MCS 203 (Jan - May 2019)  Data Mining

Data has been accumulating throughout the computer age in many forms, including database systems, spreadsheets, text files, and recently web pages. Data mining aims to search through data for hidden relationships and patterns. It has application potential in both commercial and scientific domains. Data Mining has emerged as a field of inter-disciplinary  studies in Computer Science.

This is an introductory course on Data Mining. This is a 4 credit course (3-0-2), requiring intensive programming. Pre-requisites for this course are good understanding of statistics, C++ programming on Linux, and good practice of using and designing complex data structures.

Text Book:

1.     Data Mining and Analysis: Fundamental Concepts and Algorithms : Zaki, Mohammed J., and Wagner Meira Jr., (Cambridge University Press, 2014) [Click here to download draft copy of the book]

Ref. Books:

2.     Introduction to Data Mining: Tan, Stienbach and Vipin Kumar, (Pearson Education 2010)

3.     Data Mining: Concepts and Techniques, Han and Kamber (Morgan Koffmann, 2010)

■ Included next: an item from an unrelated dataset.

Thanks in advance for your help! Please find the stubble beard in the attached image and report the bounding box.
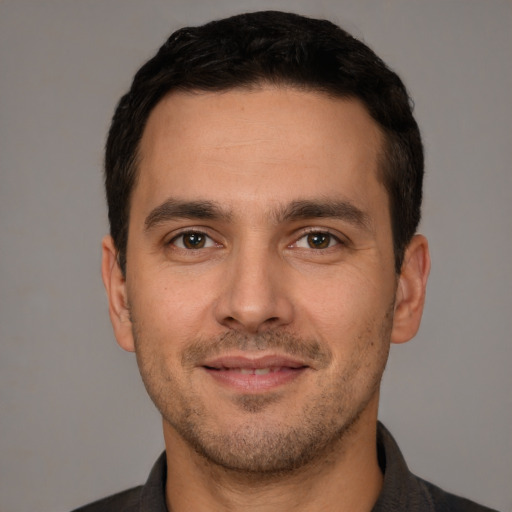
[134,311,392,479]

4.     Principles of Data Mining, David J. Hand, Heikki Mannila and Padhraic Smyth
(PHI)

Course Plan 

Week

Topics from Text Book

1

Chapters 1

2-7

Clustering Algorithms: Hierarchical clustering (Chapter 14), Partition based - K means and Expectation-Maximization (Chapter 13), Kernal trick (Chap 5), Density based clustering -Dbscan (Chapter 15), Cluster validation

8-12

Supervised Learning: Bayes Classification, KNN classifier (Chapter 18), Decision Tree (Chapter 19), Evaluation of classifiers (Chapter 22)

13-15

Frequent item-set Mining (Chapter 8)

 

Lab Work

Week

Tasks

Remarks

1-3

Download and install Weka. Familiarize yourself with Weka. Explore data using Weka. Learn to use attribute filters for discretization, etc.

Practice use of filters

Click here for Weka

4

Introduction to R, Visualization in R

Click here to download R

4-6

Start working on the project

Exploratory data analysis

7-14

Project work

Submit report by 15 Apr 2019

30 marks are for internal assessment. Breakup is

10 Minor 1, as per schedule displayed on the notice board.

15 Project

05 Assignments

 Project

You have to work in groups of four. Diversity in group will bring advantage.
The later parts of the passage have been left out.